The largest family of drug targets in humans, and the principal therapeutic targets for at least 30% of approved medications in the United States, are the G-protein-coupled receptors1 (GPCRs). When these transmembrane proteins detect extracellular agonist molecules, they transmit signals to the cell interior through G proteins inside the cells. The receptor is then sequentially phosphorylated to attenuate further signalling. The phosphorylated GPCR binds to an arrestin protein, and both undergo conformational changes that lead to the activation of arrestin-dependent cellular processes. Two papers in Nature, by Eichel et al.2 and Latorraca et al.3, now provide fresh insights into the mechanisms of arrestin activation and its consequences. Given the enormous potential of drugs that selectively target either G-protein or arrestin signalling, these findings might accelerate the development of safer and more-effective medications for a wide range of conditions.

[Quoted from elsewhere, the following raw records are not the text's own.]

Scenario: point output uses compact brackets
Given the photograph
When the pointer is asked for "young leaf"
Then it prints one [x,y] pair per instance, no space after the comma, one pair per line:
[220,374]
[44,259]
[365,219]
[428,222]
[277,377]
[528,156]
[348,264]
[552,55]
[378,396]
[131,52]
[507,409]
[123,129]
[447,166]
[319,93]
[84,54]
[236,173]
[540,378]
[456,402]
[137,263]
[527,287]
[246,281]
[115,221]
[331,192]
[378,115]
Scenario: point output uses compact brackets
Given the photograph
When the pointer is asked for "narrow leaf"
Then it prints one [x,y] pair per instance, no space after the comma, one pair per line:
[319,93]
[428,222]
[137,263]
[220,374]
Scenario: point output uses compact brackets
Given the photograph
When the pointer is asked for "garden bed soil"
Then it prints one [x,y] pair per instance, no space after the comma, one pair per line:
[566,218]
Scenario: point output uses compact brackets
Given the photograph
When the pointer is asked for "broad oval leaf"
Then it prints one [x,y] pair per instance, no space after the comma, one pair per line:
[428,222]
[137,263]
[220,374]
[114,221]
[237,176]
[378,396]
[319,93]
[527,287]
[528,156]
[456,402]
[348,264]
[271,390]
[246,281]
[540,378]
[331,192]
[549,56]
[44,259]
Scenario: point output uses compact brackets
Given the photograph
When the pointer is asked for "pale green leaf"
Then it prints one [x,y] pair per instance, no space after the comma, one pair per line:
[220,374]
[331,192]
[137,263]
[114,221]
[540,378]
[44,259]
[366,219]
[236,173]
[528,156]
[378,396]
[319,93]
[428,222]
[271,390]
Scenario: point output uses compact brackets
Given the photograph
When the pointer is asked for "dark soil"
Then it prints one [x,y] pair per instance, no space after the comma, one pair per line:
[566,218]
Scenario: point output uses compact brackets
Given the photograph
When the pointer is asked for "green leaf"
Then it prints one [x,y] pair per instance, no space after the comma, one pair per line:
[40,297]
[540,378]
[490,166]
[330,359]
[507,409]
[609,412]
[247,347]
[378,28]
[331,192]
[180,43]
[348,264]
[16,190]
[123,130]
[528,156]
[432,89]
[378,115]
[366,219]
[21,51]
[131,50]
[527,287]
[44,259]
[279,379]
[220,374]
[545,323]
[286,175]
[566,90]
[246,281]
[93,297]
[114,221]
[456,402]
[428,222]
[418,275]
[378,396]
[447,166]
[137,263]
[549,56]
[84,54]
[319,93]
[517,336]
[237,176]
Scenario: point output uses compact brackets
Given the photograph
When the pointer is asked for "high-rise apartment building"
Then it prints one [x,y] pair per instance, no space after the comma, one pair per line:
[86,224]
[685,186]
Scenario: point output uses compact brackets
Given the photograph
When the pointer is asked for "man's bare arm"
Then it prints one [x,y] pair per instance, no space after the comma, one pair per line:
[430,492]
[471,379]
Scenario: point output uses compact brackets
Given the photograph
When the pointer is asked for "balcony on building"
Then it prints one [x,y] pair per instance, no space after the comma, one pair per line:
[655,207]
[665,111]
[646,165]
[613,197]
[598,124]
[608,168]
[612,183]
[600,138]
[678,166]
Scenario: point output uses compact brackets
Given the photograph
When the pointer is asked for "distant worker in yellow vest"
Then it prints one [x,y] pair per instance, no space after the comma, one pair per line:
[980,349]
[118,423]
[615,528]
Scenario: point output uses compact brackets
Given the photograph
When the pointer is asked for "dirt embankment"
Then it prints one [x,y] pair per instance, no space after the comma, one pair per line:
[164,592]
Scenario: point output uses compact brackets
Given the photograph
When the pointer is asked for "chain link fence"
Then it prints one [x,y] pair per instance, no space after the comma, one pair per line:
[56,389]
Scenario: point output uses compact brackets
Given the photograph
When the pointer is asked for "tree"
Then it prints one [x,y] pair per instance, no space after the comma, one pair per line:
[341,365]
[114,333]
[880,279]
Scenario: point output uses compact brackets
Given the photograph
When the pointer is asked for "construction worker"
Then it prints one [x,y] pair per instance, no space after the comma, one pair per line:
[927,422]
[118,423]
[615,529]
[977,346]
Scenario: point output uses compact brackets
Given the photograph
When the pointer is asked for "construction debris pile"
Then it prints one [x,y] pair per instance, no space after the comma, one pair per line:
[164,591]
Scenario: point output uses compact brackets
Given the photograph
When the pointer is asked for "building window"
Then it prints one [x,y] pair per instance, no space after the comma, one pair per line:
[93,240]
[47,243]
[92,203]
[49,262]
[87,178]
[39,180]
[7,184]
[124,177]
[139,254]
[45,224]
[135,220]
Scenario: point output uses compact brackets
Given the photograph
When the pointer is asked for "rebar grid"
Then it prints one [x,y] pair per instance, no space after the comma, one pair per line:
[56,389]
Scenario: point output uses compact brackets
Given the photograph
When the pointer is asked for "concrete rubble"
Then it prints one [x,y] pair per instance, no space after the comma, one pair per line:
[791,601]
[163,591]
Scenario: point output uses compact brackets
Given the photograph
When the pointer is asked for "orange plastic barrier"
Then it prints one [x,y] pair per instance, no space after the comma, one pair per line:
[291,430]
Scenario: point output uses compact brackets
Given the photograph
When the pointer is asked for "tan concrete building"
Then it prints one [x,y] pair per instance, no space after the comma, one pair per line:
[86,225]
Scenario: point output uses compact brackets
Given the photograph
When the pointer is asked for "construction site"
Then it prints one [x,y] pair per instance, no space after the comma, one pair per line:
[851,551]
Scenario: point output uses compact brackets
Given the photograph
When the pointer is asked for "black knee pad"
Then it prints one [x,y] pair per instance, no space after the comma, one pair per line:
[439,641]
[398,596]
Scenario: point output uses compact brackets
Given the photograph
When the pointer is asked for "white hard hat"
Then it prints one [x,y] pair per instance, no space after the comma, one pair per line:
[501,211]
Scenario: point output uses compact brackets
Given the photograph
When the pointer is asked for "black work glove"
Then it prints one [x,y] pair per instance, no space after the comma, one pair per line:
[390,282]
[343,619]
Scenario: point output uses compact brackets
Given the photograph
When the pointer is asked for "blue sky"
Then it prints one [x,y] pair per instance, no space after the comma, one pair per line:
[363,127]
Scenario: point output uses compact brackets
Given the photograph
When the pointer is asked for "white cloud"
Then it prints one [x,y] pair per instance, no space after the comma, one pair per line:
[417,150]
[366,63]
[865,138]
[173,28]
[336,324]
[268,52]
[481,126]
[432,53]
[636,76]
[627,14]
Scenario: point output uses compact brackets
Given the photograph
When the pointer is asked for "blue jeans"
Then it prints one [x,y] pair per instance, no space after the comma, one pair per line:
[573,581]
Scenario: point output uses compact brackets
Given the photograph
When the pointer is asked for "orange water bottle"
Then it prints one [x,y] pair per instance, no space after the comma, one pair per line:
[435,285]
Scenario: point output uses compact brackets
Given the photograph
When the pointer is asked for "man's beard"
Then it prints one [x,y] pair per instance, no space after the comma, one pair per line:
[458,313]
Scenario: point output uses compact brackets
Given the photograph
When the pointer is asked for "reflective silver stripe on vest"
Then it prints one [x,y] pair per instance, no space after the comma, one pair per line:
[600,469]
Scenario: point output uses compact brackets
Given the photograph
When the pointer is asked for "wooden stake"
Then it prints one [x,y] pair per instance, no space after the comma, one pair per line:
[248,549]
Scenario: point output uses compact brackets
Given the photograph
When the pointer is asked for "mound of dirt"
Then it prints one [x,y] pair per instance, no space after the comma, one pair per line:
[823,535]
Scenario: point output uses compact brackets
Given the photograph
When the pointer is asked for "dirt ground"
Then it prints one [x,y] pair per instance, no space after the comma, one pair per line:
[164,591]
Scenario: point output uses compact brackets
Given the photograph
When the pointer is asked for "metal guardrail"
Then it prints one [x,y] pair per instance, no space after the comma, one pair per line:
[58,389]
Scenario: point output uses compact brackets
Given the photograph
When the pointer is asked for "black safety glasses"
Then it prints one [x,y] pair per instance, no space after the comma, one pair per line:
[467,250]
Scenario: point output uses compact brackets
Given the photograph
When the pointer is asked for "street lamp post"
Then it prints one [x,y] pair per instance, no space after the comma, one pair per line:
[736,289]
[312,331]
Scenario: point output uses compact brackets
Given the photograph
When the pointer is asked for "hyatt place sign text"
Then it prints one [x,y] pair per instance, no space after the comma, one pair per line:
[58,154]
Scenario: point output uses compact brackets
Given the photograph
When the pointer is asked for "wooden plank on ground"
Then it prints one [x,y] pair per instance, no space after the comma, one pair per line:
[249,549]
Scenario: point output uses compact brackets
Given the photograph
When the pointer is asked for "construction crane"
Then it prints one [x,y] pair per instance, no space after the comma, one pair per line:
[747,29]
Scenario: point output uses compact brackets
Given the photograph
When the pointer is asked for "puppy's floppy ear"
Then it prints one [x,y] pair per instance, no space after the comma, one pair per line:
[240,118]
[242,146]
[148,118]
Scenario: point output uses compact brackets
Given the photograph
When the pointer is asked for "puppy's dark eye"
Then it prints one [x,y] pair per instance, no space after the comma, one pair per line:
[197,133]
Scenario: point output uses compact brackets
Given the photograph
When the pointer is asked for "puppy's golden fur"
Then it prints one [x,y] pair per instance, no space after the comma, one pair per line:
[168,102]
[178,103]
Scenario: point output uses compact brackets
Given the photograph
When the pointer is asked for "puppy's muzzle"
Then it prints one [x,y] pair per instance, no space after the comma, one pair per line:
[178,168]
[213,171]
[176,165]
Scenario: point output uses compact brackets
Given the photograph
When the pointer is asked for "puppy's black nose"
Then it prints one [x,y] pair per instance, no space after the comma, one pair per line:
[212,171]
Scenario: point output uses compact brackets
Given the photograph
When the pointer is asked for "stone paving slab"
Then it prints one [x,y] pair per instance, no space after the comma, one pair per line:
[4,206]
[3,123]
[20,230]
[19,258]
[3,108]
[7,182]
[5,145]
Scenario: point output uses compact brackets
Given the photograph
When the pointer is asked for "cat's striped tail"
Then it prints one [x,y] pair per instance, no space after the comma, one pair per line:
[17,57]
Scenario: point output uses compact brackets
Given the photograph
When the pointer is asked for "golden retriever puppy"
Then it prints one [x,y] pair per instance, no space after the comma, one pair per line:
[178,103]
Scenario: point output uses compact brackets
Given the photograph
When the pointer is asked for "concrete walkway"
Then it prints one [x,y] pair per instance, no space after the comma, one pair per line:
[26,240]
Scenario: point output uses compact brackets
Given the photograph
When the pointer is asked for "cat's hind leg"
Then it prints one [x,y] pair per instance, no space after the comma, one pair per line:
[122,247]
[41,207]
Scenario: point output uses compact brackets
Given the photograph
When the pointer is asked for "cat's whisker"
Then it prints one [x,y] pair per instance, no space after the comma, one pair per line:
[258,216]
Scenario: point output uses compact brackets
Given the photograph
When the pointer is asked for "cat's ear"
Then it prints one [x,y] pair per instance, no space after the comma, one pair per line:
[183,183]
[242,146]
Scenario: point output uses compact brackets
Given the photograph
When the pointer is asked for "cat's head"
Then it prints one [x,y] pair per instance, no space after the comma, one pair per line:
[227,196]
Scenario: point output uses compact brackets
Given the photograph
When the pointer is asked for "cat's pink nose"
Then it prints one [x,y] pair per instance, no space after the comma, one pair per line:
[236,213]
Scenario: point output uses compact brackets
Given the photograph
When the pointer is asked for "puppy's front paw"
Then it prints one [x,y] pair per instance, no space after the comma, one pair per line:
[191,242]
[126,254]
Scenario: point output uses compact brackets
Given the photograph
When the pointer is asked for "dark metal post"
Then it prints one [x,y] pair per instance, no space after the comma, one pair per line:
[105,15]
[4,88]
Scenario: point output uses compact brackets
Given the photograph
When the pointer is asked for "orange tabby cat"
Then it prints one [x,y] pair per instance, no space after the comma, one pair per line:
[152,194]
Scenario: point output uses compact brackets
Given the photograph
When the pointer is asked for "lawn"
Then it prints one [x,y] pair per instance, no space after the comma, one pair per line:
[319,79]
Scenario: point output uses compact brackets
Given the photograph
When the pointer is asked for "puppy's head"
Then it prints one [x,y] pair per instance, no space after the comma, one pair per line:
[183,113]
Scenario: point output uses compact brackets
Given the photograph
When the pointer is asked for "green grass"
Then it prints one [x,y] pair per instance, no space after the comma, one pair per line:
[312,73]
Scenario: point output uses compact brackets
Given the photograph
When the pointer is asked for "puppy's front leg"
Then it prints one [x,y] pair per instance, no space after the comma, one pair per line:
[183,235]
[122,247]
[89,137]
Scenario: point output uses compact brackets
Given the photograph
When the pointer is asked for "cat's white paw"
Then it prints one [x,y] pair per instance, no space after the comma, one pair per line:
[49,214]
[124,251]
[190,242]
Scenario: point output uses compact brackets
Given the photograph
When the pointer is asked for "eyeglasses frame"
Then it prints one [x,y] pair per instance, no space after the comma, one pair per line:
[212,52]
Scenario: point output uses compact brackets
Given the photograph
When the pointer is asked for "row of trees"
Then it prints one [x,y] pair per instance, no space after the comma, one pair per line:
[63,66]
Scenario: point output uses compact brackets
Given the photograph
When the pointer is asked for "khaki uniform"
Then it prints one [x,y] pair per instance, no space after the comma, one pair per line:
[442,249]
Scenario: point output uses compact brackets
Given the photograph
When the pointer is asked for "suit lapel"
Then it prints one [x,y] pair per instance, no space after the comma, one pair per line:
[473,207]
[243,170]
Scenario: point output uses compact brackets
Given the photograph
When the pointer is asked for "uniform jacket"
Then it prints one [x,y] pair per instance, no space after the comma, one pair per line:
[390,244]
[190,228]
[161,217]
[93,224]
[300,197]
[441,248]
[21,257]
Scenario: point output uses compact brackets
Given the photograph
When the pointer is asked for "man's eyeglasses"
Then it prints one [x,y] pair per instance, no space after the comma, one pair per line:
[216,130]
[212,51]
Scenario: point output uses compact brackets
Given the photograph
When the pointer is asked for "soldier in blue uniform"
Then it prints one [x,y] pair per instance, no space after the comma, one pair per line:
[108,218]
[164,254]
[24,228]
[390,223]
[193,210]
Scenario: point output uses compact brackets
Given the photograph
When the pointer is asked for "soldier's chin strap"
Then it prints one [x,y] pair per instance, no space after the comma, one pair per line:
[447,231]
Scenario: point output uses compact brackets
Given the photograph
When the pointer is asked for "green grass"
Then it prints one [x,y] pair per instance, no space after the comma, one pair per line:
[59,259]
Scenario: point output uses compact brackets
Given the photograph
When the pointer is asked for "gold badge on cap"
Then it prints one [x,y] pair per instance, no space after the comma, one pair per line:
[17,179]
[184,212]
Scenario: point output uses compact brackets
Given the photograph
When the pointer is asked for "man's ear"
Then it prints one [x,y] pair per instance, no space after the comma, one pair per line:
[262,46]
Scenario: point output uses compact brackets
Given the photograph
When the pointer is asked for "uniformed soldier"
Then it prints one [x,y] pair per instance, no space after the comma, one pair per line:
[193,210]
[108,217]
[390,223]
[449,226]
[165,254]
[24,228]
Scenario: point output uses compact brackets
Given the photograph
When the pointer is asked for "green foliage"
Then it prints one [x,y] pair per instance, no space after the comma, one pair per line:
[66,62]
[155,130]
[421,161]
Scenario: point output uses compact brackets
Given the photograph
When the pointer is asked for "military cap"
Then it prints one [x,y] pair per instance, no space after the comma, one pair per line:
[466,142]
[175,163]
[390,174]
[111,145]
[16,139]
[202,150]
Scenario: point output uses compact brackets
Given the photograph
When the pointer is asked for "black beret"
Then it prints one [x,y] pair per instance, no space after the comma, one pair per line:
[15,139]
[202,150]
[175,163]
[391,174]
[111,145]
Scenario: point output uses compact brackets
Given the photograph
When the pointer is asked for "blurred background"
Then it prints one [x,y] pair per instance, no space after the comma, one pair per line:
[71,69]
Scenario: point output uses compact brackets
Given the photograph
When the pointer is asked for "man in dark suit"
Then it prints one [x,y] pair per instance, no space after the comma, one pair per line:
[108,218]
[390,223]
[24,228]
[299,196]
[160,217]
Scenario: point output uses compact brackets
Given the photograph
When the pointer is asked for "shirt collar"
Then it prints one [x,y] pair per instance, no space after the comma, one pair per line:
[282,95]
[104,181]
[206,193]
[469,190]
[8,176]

Arrestins were first discovered in the visual system, where they bind to and inactivate a light-sensitive GPCR called rhodopsin4. They are now known to be almost universal regulators of GPCR signalling5. The binding of arrestin to GPCRs is enhanced by phosphorylation of the cytoplasmic tail – the carboxy terminus – of the receptors6, and many models for arrestin binding and activation highlight the interaction of the protein with this region of the receptor.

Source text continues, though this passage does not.